- Born: Joseph Paul Seiders 1979 or 1980 Winchester, Massachusetts, United States
- Occupations: Drummer, singer, composer
- Instruments: Drums, keyboard, accordion
- Years active: 1993–2025
- Formerly of: The New Pornographers

= Joe Seiders =

American drummer

Joseph Paul Seiders (born 1979 or 1980) is an American former touring/session multi-instrumentalist and convicted sex offender. He is best known as the drummer and backing vocalist for The New Pornographers from 2014 to 2025, when he was fired after being arrested for possession of child pornography.

Primarily a drummer, Seiders also sings, plays keyboards, accordion, and guitar. Seiders was born in Winchester, Massachusetts, and grew up in Derry, New Hampshire, attending Pinkerton Academy. Having a father who also played drums, he developed an interest in the drum kit at a very young age. He was also classically trained on piano from the age of five.

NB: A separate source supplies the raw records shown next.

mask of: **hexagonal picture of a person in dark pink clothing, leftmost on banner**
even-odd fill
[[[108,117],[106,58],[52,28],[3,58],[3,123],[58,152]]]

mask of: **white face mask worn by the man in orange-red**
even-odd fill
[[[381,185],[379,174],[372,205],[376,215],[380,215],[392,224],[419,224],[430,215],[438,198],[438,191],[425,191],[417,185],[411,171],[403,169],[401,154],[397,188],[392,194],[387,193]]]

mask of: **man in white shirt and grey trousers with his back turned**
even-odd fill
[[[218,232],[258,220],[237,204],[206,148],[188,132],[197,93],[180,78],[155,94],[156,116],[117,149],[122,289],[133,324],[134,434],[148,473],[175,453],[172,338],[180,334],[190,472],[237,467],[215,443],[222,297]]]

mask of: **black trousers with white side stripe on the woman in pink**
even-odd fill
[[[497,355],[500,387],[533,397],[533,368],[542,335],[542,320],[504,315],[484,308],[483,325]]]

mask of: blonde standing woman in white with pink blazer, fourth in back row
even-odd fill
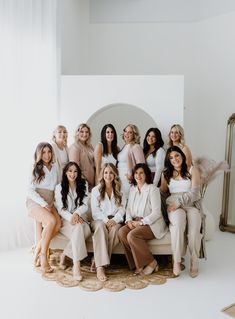
[[[122,138],[125,142],[118,153],[118,172],[122,182],[123,193],[128,198],[132,170],[138,163],[145,163],[143,149],[140,146],[140,134],[136,125],[128,124],[123,129]]]

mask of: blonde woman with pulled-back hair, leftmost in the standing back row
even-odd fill
[[[63,168],[69,161],[68,155],[68,131],[65,126],[58,125],[53,131],[51,145],[53,147],[55,162],[58,165],[58,181],[61,181]]]

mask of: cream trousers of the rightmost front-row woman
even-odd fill
[[[187,229],[188,247],[193,258],[199,257],[202,234],[201,215],[196,207],[184,207],[168,213],[170,220],[171,248],[174,261],[180,262],[185,254],[185,230]],[[187,227],[186,227],[187,226]]]

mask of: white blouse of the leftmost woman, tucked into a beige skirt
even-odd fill
[[[32,169],[33,170],[33,169]],[[38,194],[36,191],[37,188],[47,189],[54,191],[58,181],[58,167],[54,163],[52,164],[51,170],[49,170],[45,165],[43,166],[43,171],[45,173],[44,178],[40,182],[33,180],[33,177],[30,178],[30,185],[28,188],[28,198],[35,201],[42,207],[46,207],[48,203]]]

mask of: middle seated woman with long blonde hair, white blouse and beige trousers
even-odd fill
[[[125,200],[118,171],[112,163],[104,165],[101,176],[91,193],[91,225],[97,278],[106,281],[104,266],[110,264],[113,248],[119,243],[117,232],[123,222]]]

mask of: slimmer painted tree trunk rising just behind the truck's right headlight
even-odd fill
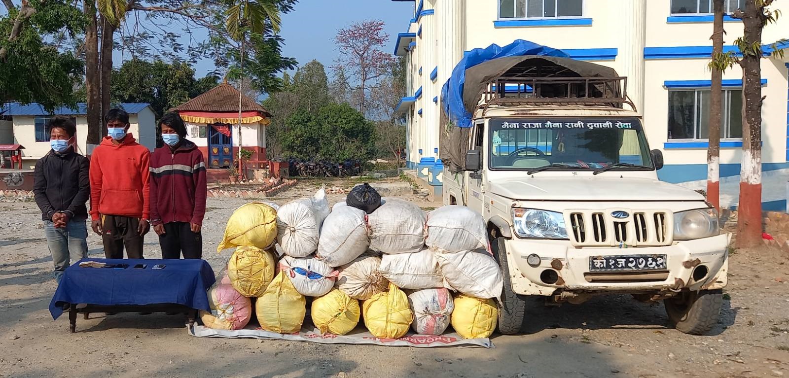
[[[720,208],[720,125],[723,121],[722,86],[723,71],[726,64],[724,54],[724,0],[712,0],[714,21],[712,22],[712,84],[709,93],[709,147],[707,148],[707,200],[715,208]],[[720,64],[722,63],[723,64]]]

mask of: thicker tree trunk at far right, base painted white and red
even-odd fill
[[[737,218],[737,245],[741,248],[761,244],[761,32],[780,14],[770,9],[772,2],[746,0],[745,9],[732,14],[743,24],[742,37],[735,40],[742,58],[726,55],[729,62],[742,67],[742,162]],[[779,43],[787,43],[787,39],[772,44],[774,54],[783,58],[783,51],[777,48]]]

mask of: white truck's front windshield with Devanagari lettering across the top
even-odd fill
[[[653,170],[638,118],[493,118],[492,170]]]

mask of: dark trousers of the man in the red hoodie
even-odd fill
[[[137,232],[139,218],[119,215],[102,215],[102,241],[104,256],[108,259],[122,259],[123,249],[129,259],[143,258],[143,235]]]

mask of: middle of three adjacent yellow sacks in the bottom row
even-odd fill
[[[359,324],[360,315],[359,301],[342,290],[331,290],[312,301],[312,323],[322,334],[345,335]]]

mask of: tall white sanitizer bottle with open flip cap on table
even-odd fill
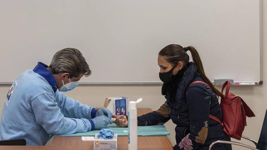
[[[139,98],[136,102],[130,101],[128,106],[128,149],[137,150],[137,108],[136,104],[143,99]]]

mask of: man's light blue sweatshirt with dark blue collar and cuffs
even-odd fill
[[[45,145],[49,135],[94,129],[91,118],[97,109],[59,92],[47,67],[38,62],[12,84],[5,98],[0,140],[25,138],[26,145]]]

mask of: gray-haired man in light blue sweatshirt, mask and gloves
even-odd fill
[[[23,72],[5,98],[0,140],[24,138],[26,145],[45,145],[49,135],[88,132],[112,124],[112,113],[106,108],[95,109],[61,93],[89,75],[89,65],[75,48],[56,52],[49,66],[38,62]]]

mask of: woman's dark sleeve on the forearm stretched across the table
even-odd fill
[[[170,119],[170,107],[165,102],[158,110],[137,117],[137,125],[162,125]]]

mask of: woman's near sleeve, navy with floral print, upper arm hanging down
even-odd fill
[[[190,117],[190,132],[184,137],[178,149],[192,150],[202,146],[208,135],[208,120],[211,95],[199,87],[188,89],[187,105]]]

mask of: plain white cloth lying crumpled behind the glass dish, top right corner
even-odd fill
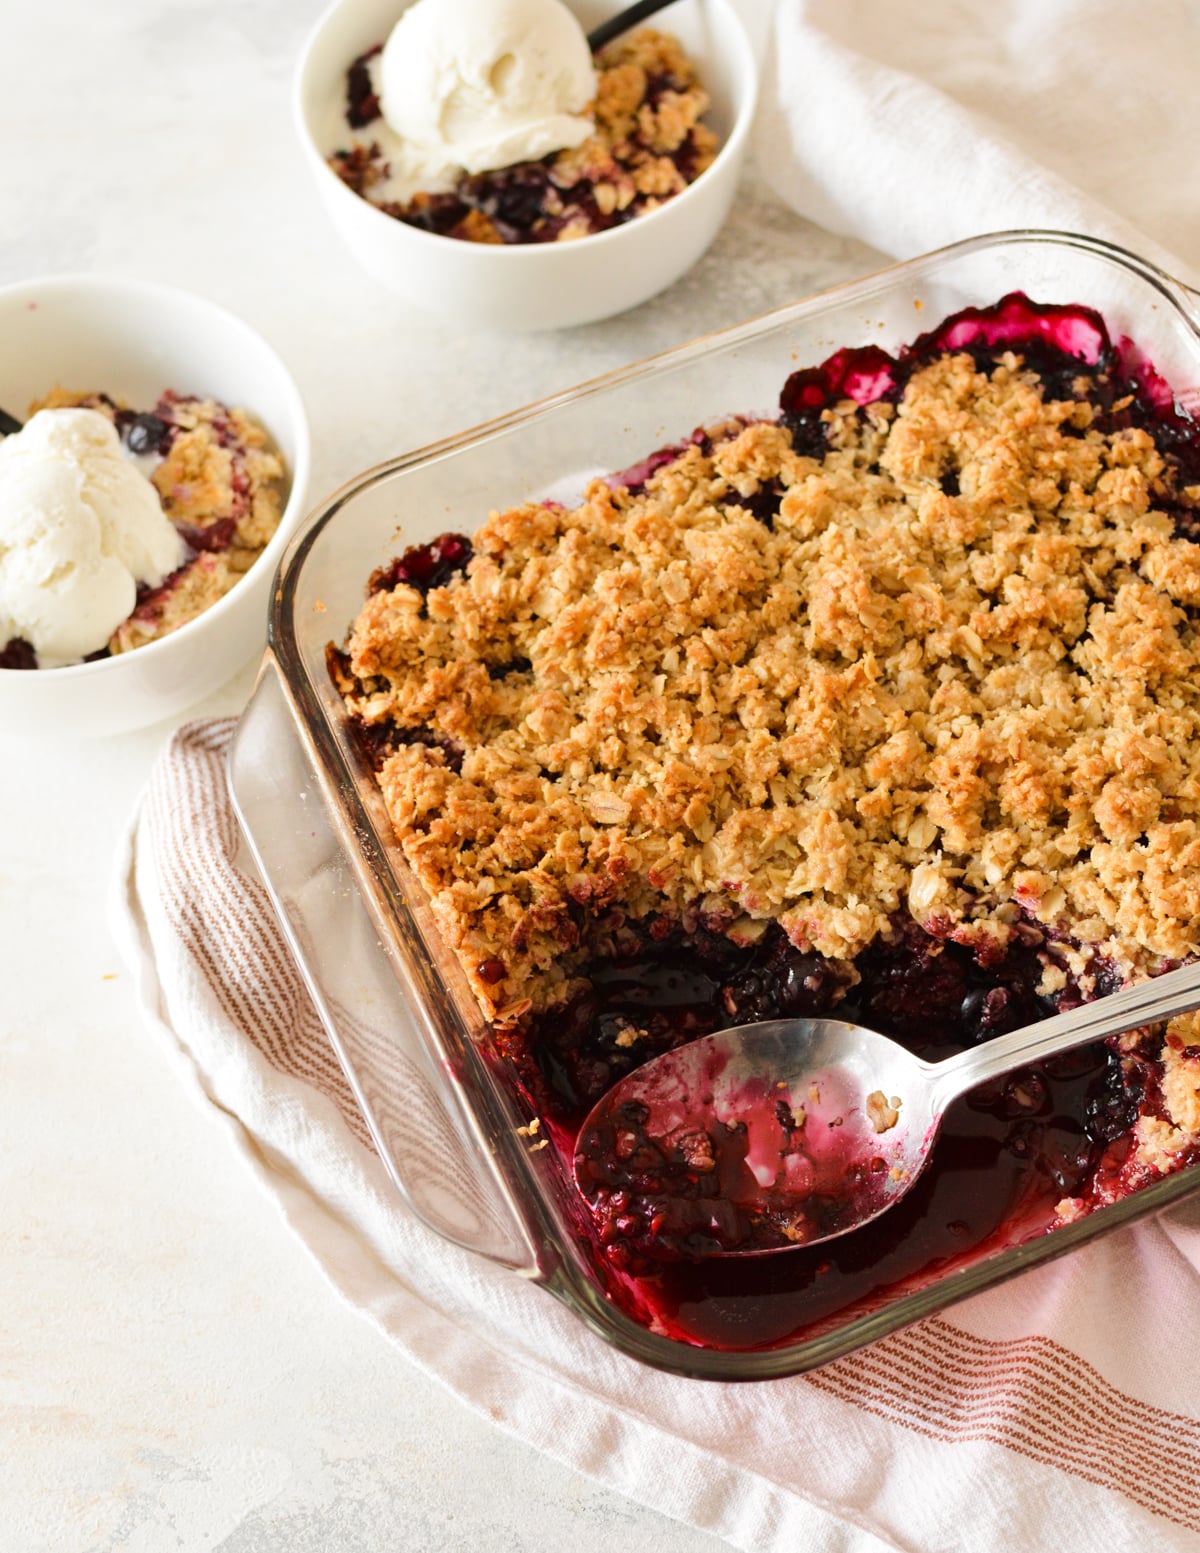
[[[1195,0],[776,0],[758,160],[896,258],[1011,227],[1200,270]]]

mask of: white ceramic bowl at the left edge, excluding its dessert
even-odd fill
[[[0,728],[123,733],[217,690],[265,640],[275,567],[304,511],[304,405],[272,348],[216,303],[143,281],[62,275],[0,289],[0,407],[23,418],[56,385],[149,408],[166,388],[248,410],[287,466],[278,533],[211,609],[144,648],[59,669],[0,669]]]

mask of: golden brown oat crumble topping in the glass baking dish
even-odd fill
[[[494,512],[467,576],[359,617],[352,710],[463,750],[380,786],[491,1014],[567,995],[610,907],[835,958],[896,912],[1003,944],[1018,909],[1130,974],[1197,952],[1197,548],[1150,436],[1012,356],[826,419],[823,461],[750,424]]]

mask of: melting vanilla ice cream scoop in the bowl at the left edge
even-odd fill
[[[39,410],[0,441],[0,643],[40,668],[78,663],[132,612],[186,545],[98,410]]]

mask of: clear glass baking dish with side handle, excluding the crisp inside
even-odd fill
[[[1197,294],[1113,245],[1014,231],[840,286],[461,436],[337,491],[284,558],[262,674],[234,739],[239,818],[376,1146],[433,1230],[531,1278],[627,1354],[682,1374],[768,1379],[826,1364],[1152,1213],[1200,1186],[1191,1166],[1025,1244],[876,1289],[782,1345],[727,1351],[640,1325],[605,1295],[577,1228],[570,1173],[536,1148],[529,1114],[491,1053],[483,1014],[432,924],[326,671],[366,578],[399,548],[472,533],[489,509],[577,500],[731,413],[773,415],[787,374],[840,346],[894,349],[964,306],[1020,289],[1084,303],[1200,402]],[[525,1131],[518,1131],[525,1129]],[[775,1258],[778,1261],[778,1258]],[[730,1266],[727,1263],[727,1266]]]

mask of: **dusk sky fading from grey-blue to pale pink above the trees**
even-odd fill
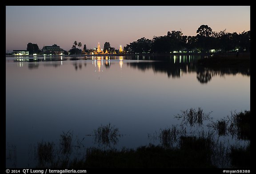
[[[119,49],[168,31],[196,35],[203,24],[216,32],[250,31],[250,6],[6,6],[6,52],[28,43],[70,50],[75,40],[88,49],[105,42]]]

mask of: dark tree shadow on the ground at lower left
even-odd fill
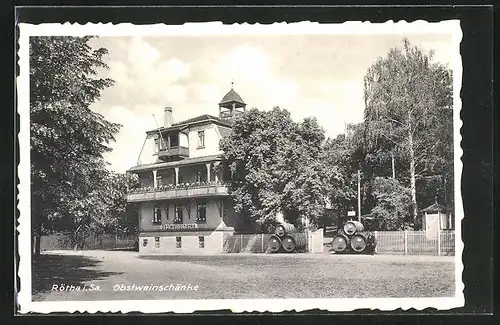
[[[41,255],[32,262],[32,300],[43,300],[52,286],[83,286],[83,282],[100,280],[123,272],[104,272],[87,269],[102,263],[99,260],[76,255]]]

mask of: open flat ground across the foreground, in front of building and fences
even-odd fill
[[[34,264],[34,300],[366,298],[454,296],[451,257],[229,254],[139,258],[60,252]],[[99,291],[57,292],[53,284]],[[197,291],[119,291],[116,285],[198,285]]]

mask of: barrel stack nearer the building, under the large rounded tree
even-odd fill
[[[290,223],[281,223],[269,238],[268,245],[271,253],[300,252],[307,247],[307,234],[298,232]]]

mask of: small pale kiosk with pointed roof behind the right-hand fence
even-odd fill
[[[437,201],[420,212],[422,213],[422,229],[428,239],[437,238],[438,232],[441,230],[453,229],[448,208]]]

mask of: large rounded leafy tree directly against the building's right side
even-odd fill
[[[221,167],[231,173],[235,210],[249,225],[274,221],[277,213],[297,223],[312,223],[322,214],[325,186],[322,154],[324,131],[314,118],[295,123],[275,107],[252,109],[221,140]]]

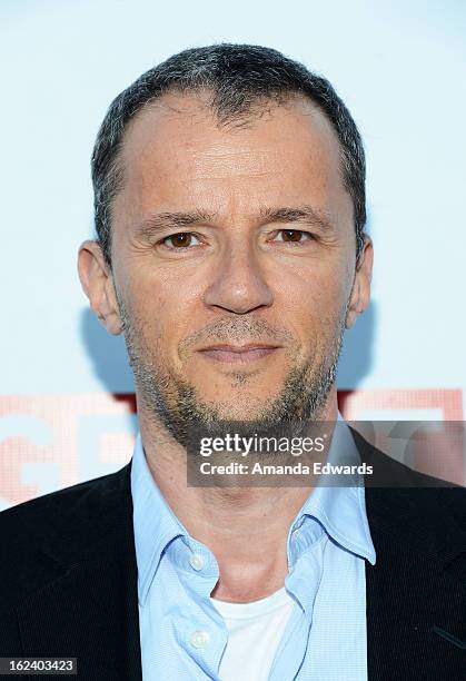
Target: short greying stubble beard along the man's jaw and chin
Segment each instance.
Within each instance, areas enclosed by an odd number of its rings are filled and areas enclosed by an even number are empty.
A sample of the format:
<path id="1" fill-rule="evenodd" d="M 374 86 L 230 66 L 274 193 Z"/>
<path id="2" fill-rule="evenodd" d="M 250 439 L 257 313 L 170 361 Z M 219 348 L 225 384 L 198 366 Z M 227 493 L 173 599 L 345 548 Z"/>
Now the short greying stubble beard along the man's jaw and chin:
<path id="1" fill-rule="evenodd" d="M 259 428 L 266 432 L 279 426 L 282 434 L 296 436 L 305 432 L 306 424 L 321 418 L 337 375 L 347 306 L 338 316 L 334 335 L 319 365 L 315 366 L 310 357 L 294 366 L 275 398 L 256 411 L 242 401 L 239 414 L 234 401 L 208 404 L 199 397 L 192 384 L 163 372 L 161 365 L 155 362 L 153 348 L 151 352 L 146 343 L 141 324 L 131 322 L 121 296 L 117 295 L 117 298 L 138 399 L 182 447 L 187 446 L 195 430 L 215 436 L 227 428 L 247 436 Z M 240 373 L 237 378 L 240 384 Z M 245 414 L 254 414 L 254 418 L 244 418 Z"/>

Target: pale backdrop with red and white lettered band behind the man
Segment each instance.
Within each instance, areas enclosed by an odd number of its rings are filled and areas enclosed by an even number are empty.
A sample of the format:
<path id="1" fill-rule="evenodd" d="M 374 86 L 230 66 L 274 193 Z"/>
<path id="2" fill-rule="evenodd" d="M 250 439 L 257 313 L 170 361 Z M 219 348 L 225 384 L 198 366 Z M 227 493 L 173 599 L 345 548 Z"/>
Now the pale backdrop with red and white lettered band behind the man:
<path id="1" fill-rule="evenodd" d="M 340 408 L 353 420 L 463 420 L 463 0 L 2 0 L 0 23 L 0 509 L 131 456 L 123 339 L 88 310 L 76 267 L 93 235 L 89 159 L 116 95 L 187 47 L 265 45 L 333 82 L 365 140 L 375 244 Z M 464 456 L 452 461 L 443 475 L 464 481 Z"/>

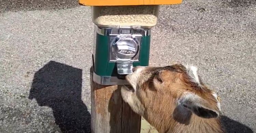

He has toured, recorded, and worked with a variety of artists, including The New Pornographers, Neko Case, Emitt Rhodes, John Oates, Tracy Bonham, Juliana Hatfield, Chris Mann, Gary Jules, Bleu, Josh Kaufman, Night Terrors of 1927, Val McCallum, among many others.

Seiders' percussion, accordion, and vocal talents were also featured in the 2015 Disney film, Tinker Bell and the Legend of the NeverBeast.

Seiders is also known as an avid mixologist.

==Legal issues==
In April 2025, Seiders was arrested for charges including possession of child pornography after two incidents in a Chick-fil-A in Palm Desert, California. In one incident, an 11-year-old told deputies that a man in the restroom recorded him on his cell phone. Two days later, an employee told deputies a man was entering and exiting the restroom with minors. Police executed search warrants on Seiders' home, car and cell phone and found evidence implicating him in the incidents, along with evidence he possessed child pornography. Following the arrest, The New Pornographers confirmed that Seiders was no longer a member of the band.

Two additional minor victims later came forward, unrelated to the April incident.

Seiders pleaded guilty in June 2025 to charges including felony possession of child pornography. He was sentenced that September to three years in state prison.